It is currently in my own repo over at https://github.com/snex/election_results_benford. Feel free to pull it in here. I am using XML files where available so you may have to convert those.

frycast commented 3 years ago

We know a few things about the data generating process. We know the data are discrete. We also know that the number of votes can't drop below 0.

There are (mostly) two sets of counts happening in each ward: the number of Trump supporters arriving and the number of Biden supporters arriving. That suggests we approximately have two Poisson processes in each ward, with different rates between wards. So the whole county could be modelled by a set of independent but non-identically distributed tuples of Poisson random variables. There are other possibilities, of course. This may not be the best choice.

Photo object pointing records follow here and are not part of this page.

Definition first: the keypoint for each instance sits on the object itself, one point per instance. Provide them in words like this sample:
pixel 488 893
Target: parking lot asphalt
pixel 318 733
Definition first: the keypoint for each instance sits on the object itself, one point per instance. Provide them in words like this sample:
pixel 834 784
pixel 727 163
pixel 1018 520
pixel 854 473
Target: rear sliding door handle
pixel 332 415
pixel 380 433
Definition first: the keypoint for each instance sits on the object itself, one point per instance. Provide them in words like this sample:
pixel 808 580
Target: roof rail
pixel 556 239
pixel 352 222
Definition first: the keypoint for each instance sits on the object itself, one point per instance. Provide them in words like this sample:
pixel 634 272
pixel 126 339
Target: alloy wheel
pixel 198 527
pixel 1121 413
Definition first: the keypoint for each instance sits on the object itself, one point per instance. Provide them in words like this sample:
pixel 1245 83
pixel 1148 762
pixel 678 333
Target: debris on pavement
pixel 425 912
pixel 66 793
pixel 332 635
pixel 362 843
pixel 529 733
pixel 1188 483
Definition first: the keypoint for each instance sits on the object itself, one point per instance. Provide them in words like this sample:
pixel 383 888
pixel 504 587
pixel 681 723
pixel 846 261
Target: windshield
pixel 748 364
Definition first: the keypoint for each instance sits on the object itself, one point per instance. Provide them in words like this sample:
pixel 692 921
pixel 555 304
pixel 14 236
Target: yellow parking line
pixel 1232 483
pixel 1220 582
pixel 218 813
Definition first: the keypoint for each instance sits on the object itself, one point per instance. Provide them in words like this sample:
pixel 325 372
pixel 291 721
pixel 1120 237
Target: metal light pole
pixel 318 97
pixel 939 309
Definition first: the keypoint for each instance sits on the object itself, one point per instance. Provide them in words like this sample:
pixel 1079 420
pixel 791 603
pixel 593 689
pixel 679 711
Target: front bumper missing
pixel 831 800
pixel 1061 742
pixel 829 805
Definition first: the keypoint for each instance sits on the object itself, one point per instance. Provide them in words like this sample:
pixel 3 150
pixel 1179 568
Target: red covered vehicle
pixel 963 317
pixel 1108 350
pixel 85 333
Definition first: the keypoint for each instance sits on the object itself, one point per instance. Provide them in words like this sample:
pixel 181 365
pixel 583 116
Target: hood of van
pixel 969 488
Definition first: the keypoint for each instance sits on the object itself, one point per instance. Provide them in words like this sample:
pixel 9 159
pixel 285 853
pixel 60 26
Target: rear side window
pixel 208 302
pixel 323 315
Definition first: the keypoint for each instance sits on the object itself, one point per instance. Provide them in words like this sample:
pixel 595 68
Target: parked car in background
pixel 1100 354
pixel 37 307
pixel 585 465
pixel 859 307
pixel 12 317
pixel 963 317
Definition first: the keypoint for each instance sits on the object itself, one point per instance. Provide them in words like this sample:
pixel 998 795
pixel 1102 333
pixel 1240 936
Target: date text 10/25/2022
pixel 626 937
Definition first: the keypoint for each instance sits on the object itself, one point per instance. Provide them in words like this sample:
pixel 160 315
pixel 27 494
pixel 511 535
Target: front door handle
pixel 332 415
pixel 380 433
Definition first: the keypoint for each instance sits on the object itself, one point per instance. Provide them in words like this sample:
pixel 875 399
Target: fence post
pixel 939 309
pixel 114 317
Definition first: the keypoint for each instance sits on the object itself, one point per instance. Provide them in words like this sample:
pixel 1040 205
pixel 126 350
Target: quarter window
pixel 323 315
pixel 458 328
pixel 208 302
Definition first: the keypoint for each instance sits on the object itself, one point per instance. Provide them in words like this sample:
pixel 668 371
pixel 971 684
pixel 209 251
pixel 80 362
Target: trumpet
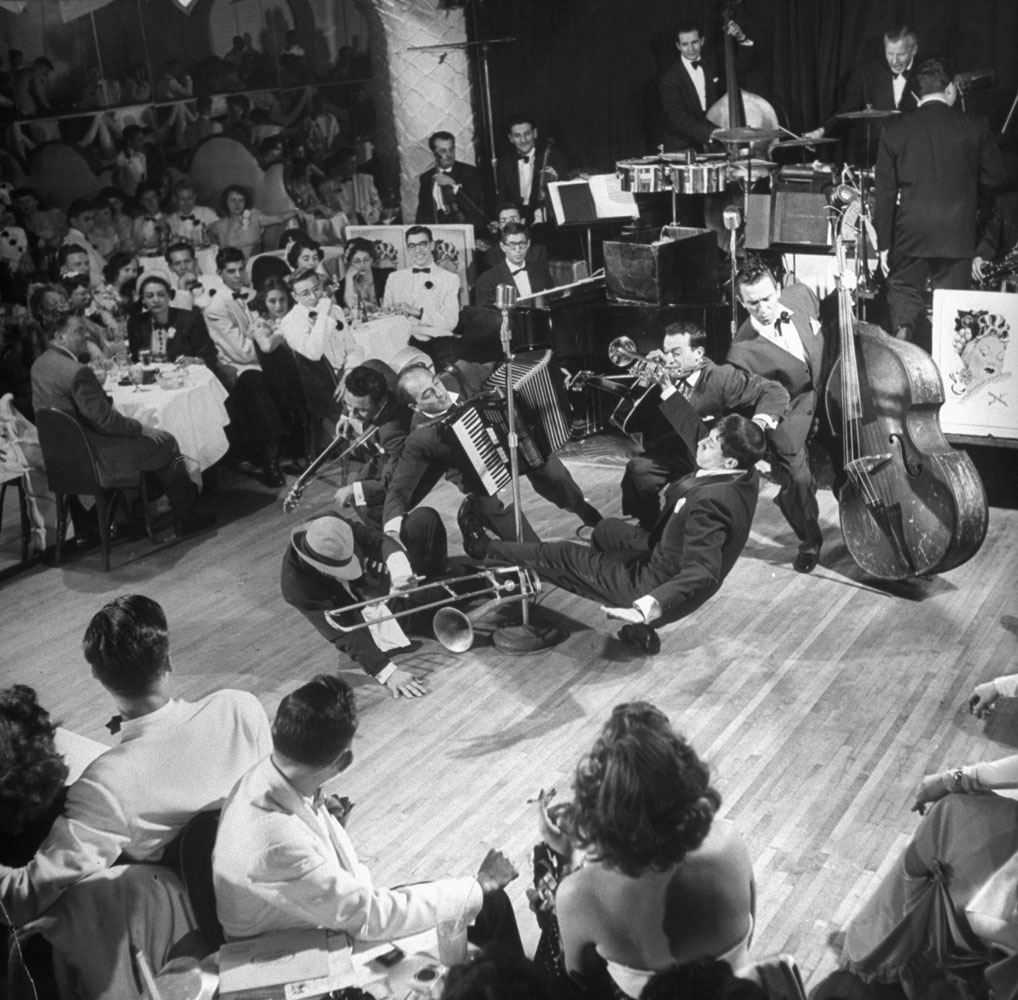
pixel 453 628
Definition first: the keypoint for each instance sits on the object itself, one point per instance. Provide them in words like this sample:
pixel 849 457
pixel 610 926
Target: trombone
pixel 453 628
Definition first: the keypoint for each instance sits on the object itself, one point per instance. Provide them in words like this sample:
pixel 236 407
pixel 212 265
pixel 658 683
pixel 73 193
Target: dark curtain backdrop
pixel 588 68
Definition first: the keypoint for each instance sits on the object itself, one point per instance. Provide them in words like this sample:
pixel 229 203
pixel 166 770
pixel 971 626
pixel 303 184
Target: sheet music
pixel 610 201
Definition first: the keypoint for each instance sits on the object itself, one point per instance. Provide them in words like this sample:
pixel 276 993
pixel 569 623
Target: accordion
pixel 481 428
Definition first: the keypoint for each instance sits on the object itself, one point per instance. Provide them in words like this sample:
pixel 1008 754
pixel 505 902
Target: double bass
pixel 912 505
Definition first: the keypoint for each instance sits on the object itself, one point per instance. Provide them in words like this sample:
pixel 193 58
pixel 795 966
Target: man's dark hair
pixel 687 25
pixel 935 76
pixel 66 251
pixel 413 230
pixel 316 723
pixel 440 137
pixel 229 255
pixel 751 272
pixel 741 439
pixel 176 246
pixel 78 207
pixel 364 381
pixel 513 229
pixel 127 645
pixel 686 328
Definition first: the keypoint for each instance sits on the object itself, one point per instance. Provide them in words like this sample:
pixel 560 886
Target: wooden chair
pixel 71 469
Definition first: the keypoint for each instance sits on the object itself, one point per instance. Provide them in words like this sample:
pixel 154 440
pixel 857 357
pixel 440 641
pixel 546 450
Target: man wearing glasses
pixel 528 276
pixel 428 295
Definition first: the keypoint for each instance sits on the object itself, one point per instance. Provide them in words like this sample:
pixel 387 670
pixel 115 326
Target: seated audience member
pixel 658 576
pixel 241 225
pixel 346 189
pixel 33 773
pixel 316 331
pixel 942 921
pixel 428 295
pixel 255 418
pixel 525 276
pixel 151 231
pixel 81 222
pixel 363 284
pixel 283 859
pixel 657 879
pixel 122 445
pixel 175 760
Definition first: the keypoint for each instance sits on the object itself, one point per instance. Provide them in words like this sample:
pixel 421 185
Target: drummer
pixel 886 85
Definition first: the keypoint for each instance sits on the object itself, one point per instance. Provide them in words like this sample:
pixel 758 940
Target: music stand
pixel 525 636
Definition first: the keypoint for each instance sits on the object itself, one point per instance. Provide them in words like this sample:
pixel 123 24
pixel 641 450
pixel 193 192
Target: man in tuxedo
pixel 450 191
pixel 931 167
pixel 523 171
pixel 887 84
pixel 782 341
pixel 427 294
pixel 712 390
pixel 688 90
pixel 657 576
pixel 515 269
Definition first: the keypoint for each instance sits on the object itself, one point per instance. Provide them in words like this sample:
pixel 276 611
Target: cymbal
pixel 866 114
pixel 746 133
pixel 789 144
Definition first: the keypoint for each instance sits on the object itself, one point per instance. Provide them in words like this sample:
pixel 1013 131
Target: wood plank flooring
pixel 818 701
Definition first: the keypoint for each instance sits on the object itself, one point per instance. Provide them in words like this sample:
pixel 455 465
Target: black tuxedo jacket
pixel 930 169
pixel 190 339
pixel 485 291
pixel 686 124
pixel 467 206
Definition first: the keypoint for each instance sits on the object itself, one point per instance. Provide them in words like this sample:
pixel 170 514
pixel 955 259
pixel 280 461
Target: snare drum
pixel 642 176
pixel 698 178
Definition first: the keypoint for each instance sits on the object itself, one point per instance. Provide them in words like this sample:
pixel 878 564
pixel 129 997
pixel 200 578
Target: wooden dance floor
pixel 818 701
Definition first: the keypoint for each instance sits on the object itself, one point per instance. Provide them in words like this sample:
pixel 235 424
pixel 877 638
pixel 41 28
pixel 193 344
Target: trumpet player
pixel 685 372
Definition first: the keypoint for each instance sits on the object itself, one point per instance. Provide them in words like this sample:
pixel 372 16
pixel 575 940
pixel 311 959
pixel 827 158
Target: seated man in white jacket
pixel 283 860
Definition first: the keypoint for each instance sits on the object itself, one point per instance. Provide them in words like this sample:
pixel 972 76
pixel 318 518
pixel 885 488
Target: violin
pixel 912 505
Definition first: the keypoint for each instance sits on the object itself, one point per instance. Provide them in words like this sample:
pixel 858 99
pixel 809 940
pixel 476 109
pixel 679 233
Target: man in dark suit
pixel 688 90
pixel 122 446
pixel 523 171
pixel 782 341
pixel 450 191
pixel 658 576
pixel 712 390
pixel 887 84
pixel 514 270
pixel 931 168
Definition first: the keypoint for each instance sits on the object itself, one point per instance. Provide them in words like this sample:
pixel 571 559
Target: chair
pixel 195 843
pixel 71 469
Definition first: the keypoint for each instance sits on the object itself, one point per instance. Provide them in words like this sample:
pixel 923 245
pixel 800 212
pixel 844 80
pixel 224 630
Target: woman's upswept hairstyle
pixel 642 797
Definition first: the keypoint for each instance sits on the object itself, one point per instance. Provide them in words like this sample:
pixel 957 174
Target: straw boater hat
pixel 326 544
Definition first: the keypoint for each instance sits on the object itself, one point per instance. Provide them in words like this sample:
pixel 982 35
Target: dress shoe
pixel 642 636
pixel 805 562
pixel 475 539
pixel 192 521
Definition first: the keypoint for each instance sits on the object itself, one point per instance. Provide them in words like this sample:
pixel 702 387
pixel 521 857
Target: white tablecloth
pixel 194 414
pixel 382 337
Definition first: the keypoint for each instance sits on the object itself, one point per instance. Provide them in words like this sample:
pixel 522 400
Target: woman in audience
pixel 944 920
pixel 242 226
pixel 658 880
pixel 362 281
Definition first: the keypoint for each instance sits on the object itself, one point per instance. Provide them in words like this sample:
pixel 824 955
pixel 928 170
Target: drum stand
pixel 525 636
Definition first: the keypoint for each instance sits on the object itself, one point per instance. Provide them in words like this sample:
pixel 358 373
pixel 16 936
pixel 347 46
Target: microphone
pixel 505 296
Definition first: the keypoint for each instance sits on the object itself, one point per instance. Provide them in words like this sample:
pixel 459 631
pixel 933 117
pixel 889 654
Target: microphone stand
pixel 523 637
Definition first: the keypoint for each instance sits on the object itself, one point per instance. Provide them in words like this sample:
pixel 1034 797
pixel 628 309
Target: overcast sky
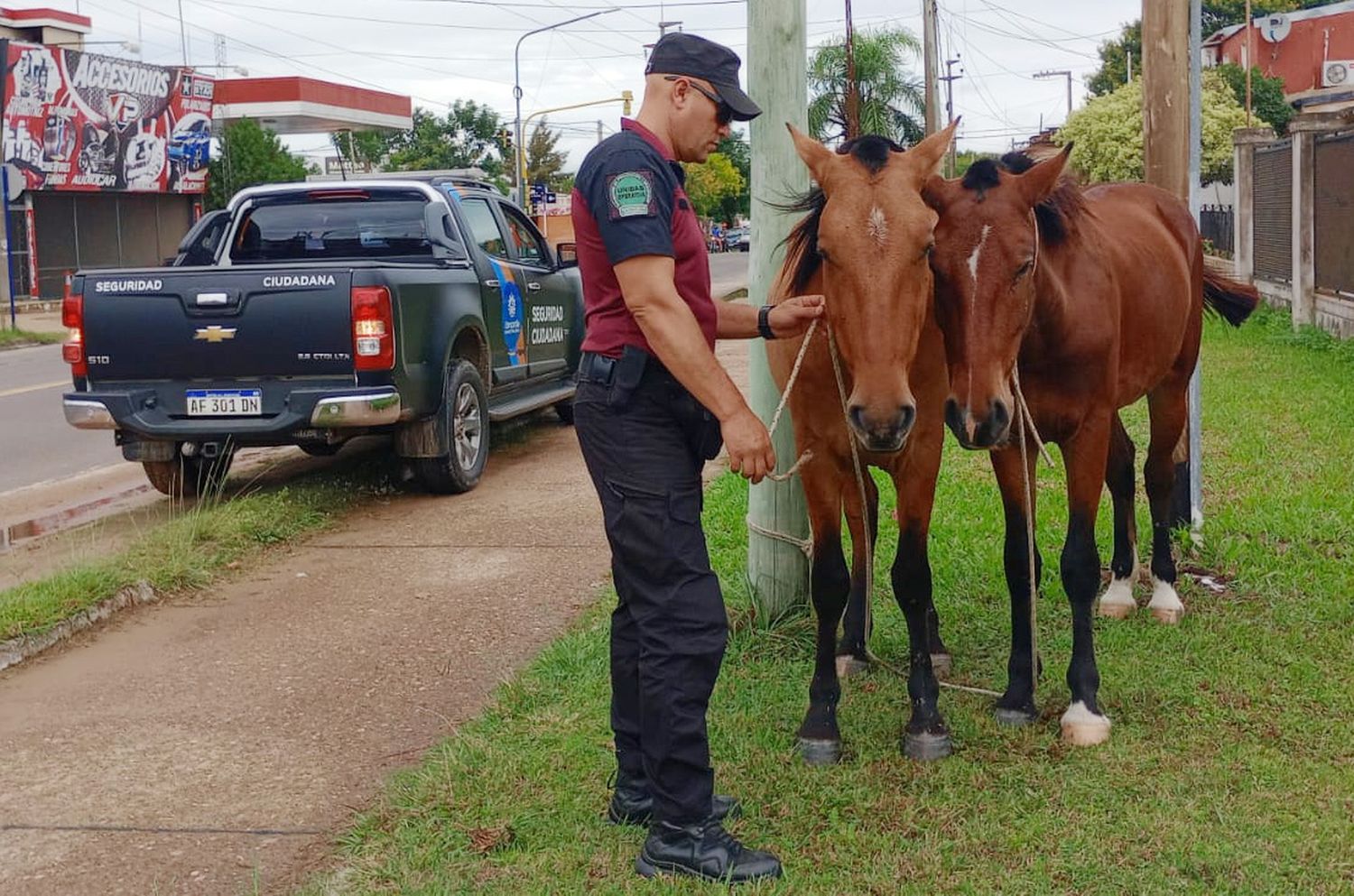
pixel 441 51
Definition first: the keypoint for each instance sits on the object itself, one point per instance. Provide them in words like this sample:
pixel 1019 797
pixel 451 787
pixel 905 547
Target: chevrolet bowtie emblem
pixel 216 333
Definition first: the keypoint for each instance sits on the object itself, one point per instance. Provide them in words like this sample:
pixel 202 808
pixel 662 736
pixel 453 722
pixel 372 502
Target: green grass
pixel 202 541
pixel 18 338
pixel 1229 769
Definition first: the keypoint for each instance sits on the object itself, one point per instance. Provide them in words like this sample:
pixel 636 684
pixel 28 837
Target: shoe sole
pixel 647 868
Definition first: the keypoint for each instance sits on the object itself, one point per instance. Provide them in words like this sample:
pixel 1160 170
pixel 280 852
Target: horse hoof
pixel 941 665
pixel 1015 717
pixel 926 747
pixel 849 666
pixel 1167 614
pixel 817 752
pixel 1082 727
pixel 1116 609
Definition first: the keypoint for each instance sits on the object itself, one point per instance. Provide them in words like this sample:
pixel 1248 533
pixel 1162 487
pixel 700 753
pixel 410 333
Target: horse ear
pixel 928 154
pixel 1042 179
pixel 814 154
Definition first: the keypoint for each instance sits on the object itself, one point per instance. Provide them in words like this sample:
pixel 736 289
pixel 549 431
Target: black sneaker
pixel 703 850
pixel 633 804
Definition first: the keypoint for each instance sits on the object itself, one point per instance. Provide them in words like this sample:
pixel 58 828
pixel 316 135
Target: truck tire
pixel 465 413
pixel 189 476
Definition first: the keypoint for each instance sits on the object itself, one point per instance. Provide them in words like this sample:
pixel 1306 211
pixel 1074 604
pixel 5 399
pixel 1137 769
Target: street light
pixel 516 92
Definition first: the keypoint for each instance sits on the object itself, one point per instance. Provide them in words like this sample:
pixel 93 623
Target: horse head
pixel 985 260
pixel 871 233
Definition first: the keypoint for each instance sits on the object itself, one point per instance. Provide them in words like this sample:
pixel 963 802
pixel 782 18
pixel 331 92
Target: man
pixel 653 403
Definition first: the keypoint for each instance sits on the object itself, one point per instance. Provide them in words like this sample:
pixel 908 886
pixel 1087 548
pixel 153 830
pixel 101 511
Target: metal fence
pixel 1216 224
pixel 1334 224
pixel 1273 202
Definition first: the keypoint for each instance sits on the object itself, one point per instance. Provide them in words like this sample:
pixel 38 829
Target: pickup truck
pixel 311 313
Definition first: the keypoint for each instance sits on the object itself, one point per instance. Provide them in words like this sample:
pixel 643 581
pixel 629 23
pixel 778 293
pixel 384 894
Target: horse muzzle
pixel 887 435
pixel 985 433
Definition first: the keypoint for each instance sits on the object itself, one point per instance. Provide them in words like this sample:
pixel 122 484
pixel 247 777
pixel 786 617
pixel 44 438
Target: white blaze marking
pixel 978 252
pixel 877 225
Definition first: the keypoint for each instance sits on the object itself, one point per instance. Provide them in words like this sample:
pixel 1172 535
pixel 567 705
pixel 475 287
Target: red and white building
pixel 1312 51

The above suggests it's unsurprising that we are seeing Poisson-like behaviour overall in the final distribution of counts.

frycast commented 3 years ago

He would argue that this is evidence of some kind of effective election strategy by Biden. That is, this is a kind of herding behavior, where everyone in the sample is behaving (nearly) exactly the same ways

@charlesmartin14 if it is true that this herding behaviour effect is playing a role, then a simple explanation could be the massive impact of conditions related to the pandemic.

charlesmartin14 commented 3 years ago

Sorry guys, I'm busy for the next few hours..I'm on CA time.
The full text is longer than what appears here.